The "dirty little secret" exposed in the 2013 EULAR recommendations for rheumatoid arthritis therapy

Abstract

The European League Against Rheumatism (EULAR) recently updated its recommendations on the management of rheumatoid arthritis (RA) with synthetic and disease-modifying antirheumatic drugs (DMARDs), motivated by the availability of new treatment options over the past 3 or 4 years. Modifications since 2010 include the removal of the recommendation of the use of azathioprine, cyclosporine A, or cyclophosphamide for the treatment of RA. Furthermore, there is no longer an expressed preference for tumor necrosis factor inhibitors, including the approved biosimilar tumor necrosis factor inhibitors, over abatacept (a co-stimulatory blocker), tocilizumab (an interleukin-6 inhibitor), or rituximab (a B-cell antibody) when conventional DMARDs are not sufficiently effective.
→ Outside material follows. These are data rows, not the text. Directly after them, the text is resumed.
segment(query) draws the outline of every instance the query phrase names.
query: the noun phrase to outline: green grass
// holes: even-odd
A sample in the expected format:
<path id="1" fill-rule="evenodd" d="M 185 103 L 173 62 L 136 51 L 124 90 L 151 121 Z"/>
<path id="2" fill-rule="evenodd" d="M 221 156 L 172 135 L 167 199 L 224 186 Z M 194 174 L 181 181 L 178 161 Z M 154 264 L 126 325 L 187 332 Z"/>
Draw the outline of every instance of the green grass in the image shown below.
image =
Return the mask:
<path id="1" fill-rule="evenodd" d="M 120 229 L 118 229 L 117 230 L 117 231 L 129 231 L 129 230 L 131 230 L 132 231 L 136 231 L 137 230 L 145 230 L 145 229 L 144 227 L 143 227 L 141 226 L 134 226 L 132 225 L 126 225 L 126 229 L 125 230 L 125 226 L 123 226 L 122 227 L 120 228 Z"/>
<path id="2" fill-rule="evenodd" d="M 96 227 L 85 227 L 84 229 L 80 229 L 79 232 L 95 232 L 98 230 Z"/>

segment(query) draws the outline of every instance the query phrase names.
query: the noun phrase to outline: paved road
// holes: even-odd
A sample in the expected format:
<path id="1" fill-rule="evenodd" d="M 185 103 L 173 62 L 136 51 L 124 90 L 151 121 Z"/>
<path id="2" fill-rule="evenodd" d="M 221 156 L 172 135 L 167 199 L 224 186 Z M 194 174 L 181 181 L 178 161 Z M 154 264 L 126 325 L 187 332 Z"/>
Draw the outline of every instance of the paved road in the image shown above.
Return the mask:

However, the use of tofacitinib (a Janus-associated kinase inhibitor) should come after initial biologic treatment has failed, due to uncertainty about the long-term safety and cost considerations of tofacitinib in comparison to biologic DMARDs. It was recommended that DMARD-naive patients be treated with either conventional DMARD monotherapy or DMARD combination therapy up front, and that low-dose glucocorticoids "should be considered" as a part of the initial treatment strategy, with glucocorticoids tapered within 6 months. Because glucocorticoids have been reported to retard joint damage and have been associated with negligible adverse events at low doses, perhaps the 2013 EULAR recommendation did not go far enough in its support of low-dose glucocorticoid use. Almost 60 years have passed since the initial discovery of glucocorticoid efficacy in the treatment of RA, and despite the flurry of new and exciting medications for the treatment of RA, we still have not come to a consensus on how the first effective, and now the least expensive, RA therapy should be used.

Keywords: EULAR; prednisone; rheumatoid arthritis.